Pharmacotherapy interventions for adolescent co-occurring substance use and mental health disorders: a systematic review

Fam Pract. 2022 Mar 24;39(2):301-310. doi: 10.1093/fampra/cmab096.

Abstract

Background: Co-occurring mental health and substance use (SU) disorders among adolescents are common, with two-thirds of adolescents who seek SU treatment also requiring support for mental health. Primary care physicians play a key role in the pharmacological treatment of mental health disorders among adolescents, however, little is known about the impact of these treatments on SU outcomes.

Objectives: This systematic review summarizes the evidence regarding commonly used pharmacotherapy interventions for mental health and their impact on adolescent SU.

Methods: Literature searches were conducted across five databases as part of a larger systematic review of adolescent SU interventions. Studies were screened for eligibility by two researchers, and study data were extracted regarding study design, patient and treatment characteristics and results. Risk of bias analyses and qualitative syntheses were completed to evaluate the strength of the evidence and the impact of pharmacotherapy on SU outcomes.
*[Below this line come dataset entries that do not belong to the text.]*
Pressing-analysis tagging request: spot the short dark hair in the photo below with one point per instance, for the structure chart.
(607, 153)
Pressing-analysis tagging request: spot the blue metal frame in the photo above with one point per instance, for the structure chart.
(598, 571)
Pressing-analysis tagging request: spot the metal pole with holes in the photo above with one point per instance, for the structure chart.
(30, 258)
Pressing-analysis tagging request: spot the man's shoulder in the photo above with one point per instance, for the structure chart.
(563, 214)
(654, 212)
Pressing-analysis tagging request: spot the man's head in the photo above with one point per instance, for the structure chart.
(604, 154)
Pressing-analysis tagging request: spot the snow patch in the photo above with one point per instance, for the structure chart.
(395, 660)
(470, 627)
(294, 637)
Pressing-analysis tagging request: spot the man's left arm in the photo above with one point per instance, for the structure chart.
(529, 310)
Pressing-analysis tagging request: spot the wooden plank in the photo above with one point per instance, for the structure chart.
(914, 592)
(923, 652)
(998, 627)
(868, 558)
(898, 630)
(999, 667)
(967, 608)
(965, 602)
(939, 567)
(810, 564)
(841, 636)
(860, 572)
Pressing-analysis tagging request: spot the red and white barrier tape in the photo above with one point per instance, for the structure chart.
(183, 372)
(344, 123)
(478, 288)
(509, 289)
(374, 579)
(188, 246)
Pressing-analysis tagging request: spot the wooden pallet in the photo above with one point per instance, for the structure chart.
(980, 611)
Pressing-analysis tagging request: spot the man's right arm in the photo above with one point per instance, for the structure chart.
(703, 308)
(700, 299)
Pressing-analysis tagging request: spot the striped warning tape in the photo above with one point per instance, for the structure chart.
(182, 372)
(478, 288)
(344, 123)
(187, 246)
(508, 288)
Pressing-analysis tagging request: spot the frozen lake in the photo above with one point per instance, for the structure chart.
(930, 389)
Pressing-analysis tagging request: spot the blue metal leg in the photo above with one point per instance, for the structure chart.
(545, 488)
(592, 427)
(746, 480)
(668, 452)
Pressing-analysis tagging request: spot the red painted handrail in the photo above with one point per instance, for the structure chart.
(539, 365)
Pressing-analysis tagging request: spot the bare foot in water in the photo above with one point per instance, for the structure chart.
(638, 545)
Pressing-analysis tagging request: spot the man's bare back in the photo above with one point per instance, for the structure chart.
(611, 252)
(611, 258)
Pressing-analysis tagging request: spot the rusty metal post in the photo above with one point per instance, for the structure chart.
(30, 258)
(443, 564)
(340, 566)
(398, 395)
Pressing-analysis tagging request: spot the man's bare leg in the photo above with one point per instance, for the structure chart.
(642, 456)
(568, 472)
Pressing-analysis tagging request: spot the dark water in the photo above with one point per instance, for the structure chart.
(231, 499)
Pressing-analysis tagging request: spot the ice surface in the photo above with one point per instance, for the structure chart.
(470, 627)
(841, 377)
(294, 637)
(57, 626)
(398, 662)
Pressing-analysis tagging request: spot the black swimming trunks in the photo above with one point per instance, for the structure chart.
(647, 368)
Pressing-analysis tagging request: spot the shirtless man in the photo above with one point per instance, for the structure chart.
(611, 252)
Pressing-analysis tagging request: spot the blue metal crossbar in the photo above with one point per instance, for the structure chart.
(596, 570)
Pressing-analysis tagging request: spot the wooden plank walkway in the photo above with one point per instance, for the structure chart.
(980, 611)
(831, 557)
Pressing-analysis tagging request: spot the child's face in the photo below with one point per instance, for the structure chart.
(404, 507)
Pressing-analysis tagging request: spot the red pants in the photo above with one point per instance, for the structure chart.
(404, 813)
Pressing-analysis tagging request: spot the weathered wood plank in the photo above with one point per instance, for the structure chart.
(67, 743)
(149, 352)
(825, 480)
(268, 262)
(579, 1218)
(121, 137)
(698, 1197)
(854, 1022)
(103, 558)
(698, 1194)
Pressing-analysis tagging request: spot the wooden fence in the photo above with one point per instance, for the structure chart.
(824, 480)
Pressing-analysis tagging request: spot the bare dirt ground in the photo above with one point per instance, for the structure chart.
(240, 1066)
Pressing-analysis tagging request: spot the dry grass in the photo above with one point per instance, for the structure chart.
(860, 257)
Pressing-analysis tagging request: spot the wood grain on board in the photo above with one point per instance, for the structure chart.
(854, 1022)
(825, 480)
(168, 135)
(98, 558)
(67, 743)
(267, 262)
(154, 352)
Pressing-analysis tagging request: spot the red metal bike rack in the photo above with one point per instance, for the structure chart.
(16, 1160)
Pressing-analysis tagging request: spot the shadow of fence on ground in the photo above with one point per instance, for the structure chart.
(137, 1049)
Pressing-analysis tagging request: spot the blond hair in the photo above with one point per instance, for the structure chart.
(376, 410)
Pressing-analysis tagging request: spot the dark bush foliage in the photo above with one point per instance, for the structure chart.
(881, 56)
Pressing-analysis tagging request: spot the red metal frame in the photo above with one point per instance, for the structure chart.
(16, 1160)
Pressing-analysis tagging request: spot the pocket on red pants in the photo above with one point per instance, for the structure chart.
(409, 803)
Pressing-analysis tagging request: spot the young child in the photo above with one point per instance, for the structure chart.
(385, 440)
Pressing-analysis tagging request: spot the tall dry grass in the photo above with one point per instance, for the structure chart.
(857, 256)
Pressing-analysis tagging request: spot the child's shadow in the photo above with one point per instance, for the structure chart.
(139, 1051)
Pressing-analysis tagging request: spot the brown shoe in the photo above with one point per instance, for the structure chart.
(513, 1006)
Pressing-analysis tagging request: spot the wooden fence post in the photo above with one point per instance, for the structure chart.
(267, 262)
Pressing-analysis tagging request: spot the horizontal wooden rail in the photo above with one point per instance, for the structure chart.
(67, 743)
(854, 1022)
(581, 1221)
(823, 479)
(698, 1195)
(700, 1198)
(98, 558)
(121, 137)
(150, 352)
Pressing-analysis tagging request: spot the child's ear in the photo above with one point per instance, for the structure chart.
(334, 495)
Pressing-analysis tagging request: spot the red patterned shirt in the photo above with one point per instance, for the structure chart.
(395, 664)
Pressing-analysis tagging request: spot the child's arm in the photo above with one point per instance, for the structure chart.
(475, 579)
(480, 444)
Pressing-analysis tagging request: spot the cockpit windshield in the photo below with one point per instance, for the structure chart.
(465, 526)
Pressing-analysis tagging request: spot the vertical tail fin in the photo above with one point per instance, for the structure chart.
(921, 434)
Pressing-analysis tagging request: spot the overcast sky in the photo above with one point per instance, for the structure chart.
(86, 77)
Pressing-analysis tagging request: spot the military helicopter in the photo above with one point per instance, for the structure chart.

Results: Ten randomized controlled trials exploring seven pharmacotherapies met criteria for inclusion. All studies had low to moderate risk of bias. Four studies evaluated pharmacotherapy for co-occurring depression and SU, three evaluated attention deficit hyperactivity disorder and SU, and three evaluated bipolar disorder and SU. Five of the 10 studies also included a behavioural intervention. We found no evidence that pharmacotherapy for co-occurring mental health diagnoses impacted SU.

Conclusion: Family medicine clinicians prescribing pharmacotherapy for mental health should be aware that additional interventions will likely be needed to address co-occurring SU.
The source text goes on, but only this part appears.